Pacer has extended its ETF offering by bolting on an actively managed floating rate ETF acquired from global investment manager Pacific Asset Management.
The Pacer Pacific Asset Floating Rate High Income ETF (FLRT US) is listed on NYSE Arca and has nearly $40 million in assets under management.
The fund has been renamed from the Pacific Global Senior Loan ETF, an ETF that was itself created by re-organizing the AdvisorShares’ Pacific Asset Enhanced Floating Rate ETF in January 2020.
Pacific Asset Management, in its new role as sub-adviser, will continue to manage the ETF’s portfolio using an expanded investment mandate.
The fund previously invested exclusively in secured and unsecured senior loans issued in US dollars by non-investment-grade companies globally.
Senior loans are made by financial institutions to companies that are generally considered to have low credit quality. They have greater seniority in the issuer’s capital structure, taking priority over other unsecured or otherwise more junior debt.
The fund will now also invest in other adjustable-rate securities including applicable collateralized loan obligations, high-yield bonds, asset-backed securities, and commercial mortgage-backed securities.
The fund may appeal to yield-hungry investors who are concerned about duration risk.
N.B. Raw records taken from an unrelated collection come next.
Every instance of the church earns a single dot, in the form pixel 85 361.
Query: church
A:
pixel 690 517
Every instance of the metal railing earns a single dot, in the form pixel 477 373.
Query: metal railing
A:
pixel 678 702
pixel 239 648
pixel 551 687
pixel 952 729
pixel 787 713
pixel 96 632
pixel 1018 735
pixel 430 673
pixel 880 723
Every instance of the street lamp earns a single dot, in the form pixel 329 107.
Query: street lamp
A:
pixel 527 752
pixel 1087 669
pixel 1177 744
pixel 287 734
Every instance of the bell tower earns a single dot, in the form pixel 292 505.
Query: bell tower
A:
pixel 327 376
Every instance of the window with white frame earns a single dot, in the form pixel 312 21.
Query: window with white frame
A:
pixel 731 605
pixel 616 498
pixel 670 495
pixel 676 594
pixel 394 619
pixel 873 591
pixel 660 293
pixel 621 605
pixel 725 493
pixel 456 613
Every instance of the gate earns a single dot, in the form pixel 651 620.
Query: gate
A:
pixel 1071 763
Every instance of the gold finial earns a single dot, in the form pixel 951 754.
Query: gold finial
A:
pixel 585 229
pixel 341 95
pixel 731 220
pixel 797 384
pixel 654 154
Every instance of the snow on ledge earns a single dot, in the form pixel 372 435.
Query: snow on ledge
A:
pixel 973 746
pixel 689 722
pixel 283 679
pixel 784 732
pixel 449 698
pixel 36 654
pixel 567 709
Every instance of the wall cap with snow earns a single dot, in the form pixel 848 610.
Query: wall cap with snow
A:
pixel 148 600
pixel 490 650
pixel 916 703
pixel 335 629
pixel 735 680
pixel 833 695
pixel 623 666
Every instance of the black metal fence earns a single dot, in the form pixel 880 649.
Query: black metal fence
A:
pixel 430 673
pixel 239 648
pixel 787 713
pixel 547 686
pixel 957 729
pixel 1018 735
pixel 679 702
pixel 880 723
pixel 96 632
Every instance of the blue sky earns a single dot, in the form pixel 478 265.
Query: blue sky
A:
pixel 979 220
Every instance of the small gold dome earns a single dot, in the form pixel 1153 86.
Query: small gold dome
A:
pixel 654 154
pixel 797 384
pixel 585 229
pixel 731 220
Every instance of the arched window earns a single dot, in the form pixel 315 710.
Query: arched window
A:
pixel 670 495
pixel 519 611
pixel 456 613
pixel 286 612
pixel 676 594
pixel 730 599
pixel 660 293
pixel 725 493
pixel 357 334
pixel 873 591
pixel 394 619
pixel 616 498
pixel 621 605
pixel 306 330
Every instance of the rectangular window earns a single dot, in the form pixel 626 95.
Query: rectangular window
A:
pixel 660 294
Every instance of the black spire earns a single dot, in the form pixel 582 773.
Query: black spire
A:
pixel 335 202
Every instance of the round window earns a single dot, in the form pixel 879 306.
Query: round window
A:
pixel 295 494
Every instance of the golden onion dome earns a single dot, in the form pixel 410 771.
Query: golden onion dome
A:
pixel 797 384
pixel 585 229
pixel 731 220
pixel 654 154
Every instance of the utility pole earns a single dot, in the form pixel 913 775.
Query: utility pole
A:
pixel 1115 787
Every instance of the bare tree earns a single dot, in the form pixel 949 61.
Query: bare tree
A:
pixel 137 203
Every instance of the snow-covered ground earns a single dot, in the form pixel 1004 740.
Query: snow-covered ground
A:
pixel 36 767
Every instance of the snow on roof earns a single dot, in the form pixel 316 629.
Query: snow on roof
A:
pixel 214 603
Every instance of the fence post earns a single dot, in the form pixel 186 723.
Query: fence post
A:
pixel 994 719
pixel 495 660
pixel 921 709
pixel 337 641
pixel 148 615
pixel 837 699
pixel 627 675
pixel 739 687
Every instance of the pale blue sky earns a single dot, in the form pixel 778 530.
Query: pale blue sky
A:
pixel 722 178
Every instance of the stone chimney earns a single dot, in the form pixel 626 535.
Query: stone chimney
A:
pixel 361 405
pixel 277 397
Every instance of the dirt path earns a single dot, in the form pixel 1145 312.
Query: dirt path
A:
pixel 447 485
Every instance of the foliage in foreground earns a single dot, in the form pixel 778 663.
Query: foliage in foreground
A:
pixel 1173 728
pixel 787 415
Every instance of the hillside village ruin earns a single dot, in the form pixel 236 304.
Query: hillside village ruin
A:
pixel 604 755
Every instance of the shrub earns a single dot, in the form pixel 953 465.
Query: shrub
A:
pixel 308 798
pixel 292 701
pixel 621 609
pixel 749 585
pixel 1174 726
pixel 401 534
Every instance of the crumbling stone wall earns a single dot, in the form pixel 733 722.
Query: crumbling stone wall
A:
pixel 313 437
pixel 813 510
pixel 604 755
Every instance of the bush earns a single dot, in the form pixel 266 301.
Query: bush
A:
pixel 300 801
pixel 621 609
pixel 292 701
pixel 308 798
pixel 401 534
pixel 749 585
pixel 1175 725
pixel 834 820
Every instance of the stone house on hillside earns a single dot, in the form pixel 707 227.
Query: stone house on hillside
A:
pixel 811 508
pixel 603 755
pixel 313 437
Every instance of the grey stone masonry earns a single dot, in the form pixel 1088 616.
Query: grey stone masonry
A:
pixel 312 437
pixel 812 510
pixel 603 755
Its 30-day SEC yield is currently 3.00%, and its effective duration is just 0.54 years.
It comes with a reduced expense ratio of 0.60%, down from its original price tag of 0.68%.
Sean O’Hara, President of Pacer ETFs Distributors, said: “Through the addition of FLRT, we hope to provide a unique fixed income strategy to advisors who are seeking an attractive solution in a yield-starved environment, especially one designed for a rising-rate world.”
Joe Thomson, Founder and President of Pacer Financial, added: “We are pleased to work with Pacific Asset Management to enhance the fund’s strategy and deliver a unique ETF to a wider audience of advisors and investors.”